Recognizing and getting out of the nightmare takes tremendous courage. Filing for separation or divorce is a heroic feat for an abused spouse, as the risk of retaliation is great. Typically intimidation and violence escalates. Sometimes a protective order is needed. If there are kids involved, it can become really ugly, especially when the abuser sees the kids as an entitlement.
Then there’s the task of tediously dividing everything acquired during the marriage. A daunting task even for level-headed people. It demands transparency, compromise, integrity and restraint. Not qualities you find in an abuser. When a marriage is abusive, the power balance is so skewed that it may not be safe or productive to even have the couple in the same room, let alone discuss a compromise.
Abuse as a legal strategy
Given an abuser’s tendencies, divorcing one can be like walking through a minefield. Often, the legal process becomes another tool in the abuser’s arsenal — especially if money is no object. The mistreated spouse quickly learns abuse at home gets replaced with abusive legal tactics. It can be a rude awakening and impossible to stop. In order to stay in the game, particularly against an abuser, you need to be financially prepared because running up your legal costs is the opposing side’s strategy to shut you out of the game.

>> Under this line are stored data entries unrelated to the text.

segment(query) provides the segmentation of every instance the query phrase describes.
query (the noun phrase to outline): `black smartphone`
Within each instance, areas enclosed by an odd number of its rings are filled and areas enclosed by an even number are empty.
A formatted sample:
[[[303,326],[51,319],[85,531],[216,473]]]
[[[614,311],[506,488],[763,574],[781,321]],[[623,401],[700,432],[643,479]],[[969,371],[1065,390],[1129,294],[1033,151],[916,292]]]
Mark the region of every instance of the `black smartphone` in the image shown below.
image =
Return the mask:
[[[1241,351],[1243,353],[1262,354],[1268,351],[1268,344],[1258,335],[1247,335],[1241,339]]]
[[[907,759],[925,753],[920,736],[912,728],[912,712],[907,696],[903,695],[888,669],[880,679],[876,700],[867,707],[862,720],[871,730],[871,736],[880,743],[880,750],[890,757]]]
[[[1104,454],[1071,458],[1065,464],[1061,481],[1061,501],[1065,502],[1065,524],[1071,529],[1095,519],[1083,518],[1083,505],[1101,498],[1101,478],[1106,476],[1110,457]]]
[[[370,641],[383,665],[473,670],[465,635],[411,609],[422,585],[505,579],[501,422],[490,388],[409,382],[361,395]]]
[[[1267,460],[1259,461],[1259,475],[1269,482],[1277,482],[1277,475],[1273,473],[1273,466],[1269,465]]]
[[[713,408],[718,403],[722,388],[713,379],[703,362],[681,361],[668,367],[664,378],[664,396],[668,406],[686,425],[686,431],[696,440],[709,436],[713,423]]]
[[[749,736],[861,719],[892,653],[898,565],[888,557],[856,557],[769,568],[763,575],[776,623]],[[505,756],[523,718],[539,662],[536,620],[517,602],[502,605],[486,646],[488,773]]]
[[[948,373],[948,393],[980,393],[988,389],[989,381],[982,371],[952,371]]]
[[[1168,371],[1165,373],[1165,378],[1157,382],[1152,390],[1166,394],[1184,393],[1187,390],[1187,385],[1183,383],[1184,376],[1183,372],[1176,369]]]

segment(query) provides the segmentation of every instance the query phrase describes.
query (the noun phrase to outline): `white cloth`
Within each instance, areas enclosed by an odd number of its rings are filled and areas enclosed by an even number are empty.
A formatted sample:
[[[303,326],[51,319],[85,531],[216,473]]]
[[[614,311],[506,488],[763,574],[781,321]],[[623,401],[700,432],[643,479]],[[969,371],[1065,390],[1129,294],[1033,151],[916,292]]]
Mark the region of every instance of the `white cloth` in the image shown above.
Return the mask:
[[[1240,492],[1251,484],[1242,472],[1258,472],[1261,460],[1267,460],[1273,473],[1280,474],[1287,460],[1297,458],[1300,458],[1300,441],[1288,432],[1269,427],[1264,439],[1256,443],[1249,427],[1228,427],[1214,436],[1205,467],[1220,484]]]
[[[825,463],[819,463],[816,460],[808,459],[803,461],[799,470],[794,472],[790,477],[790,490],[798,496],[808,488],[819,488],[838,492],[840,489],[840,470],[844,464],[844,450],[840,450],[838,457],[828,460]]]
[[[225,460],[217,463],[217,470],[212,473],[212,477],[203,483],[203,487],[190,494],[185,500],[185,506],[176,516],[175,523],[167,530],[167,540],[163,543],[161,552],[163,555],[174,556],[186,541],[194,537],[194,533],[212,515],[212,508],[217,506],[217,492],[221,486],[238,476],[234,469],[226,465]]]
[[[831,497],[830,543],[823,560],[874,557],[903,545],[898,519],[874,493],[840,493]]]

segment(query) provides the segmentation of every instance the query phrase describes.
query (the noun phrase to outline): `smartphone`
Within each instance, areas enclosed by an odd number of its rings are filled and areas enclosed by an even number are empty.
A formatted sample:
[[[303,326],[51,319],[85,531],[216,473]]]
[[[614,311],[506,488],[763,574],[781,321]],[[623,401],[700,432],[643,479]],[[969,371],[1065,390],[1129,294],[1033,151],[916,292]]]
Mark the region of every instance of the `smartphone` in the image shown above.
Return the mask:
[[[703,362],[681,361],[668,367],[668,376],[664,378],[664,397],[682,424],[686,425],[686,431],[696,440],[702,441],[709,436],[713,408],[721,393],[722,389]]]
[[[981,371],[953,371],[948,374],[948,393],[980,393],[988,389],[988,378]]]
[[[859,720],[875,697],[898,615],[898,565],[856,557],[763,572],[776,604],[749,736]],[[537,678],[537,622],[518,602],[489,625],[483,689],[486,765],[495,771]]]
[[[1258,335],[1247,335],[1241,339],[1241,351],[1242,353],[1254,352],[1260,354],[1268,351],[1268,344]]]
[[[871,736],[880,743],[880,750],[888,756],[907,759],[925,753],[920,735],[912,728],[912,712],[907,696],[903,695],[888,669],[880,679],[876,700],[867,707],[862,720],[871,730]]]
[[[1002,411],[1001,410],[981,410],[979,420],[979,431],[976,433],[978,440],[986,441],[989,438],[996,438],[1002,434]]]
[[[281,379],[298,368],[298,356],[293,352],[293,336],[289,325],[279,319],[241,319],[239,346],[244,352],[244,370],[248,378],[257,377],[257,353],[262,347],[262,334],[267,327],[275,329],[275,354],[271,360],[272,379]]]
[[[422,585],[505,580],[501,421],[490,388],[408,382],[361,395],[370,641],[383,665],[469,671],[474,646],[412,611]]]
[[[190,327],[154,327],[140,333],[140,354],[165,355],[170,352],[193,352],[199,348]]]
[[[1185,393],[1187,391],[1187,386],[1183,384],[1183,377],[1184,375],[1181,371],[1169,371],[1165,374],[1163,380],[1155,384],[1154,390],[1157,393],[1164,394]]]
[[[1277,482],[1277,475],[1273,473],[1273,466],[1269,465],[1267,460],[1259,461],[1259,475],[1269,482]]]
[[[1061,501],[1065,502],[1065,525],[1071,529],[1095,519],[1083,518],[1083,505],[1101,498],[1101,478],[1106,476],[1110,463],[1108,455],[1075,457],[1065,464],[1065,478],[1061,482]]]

Pursuing your legal rights is expensive and often there is great disparity between what spouses can afford. Commonly, it’s the abuser who has the money and unrelenting drive to escalate and prolong the legal battle. All too often, winning at all costs is the abuser’s goal.
Gathering the required knowledge and support (emotional and financial) can go a long way in protecting yourself in any divorce, especially one involving abuse.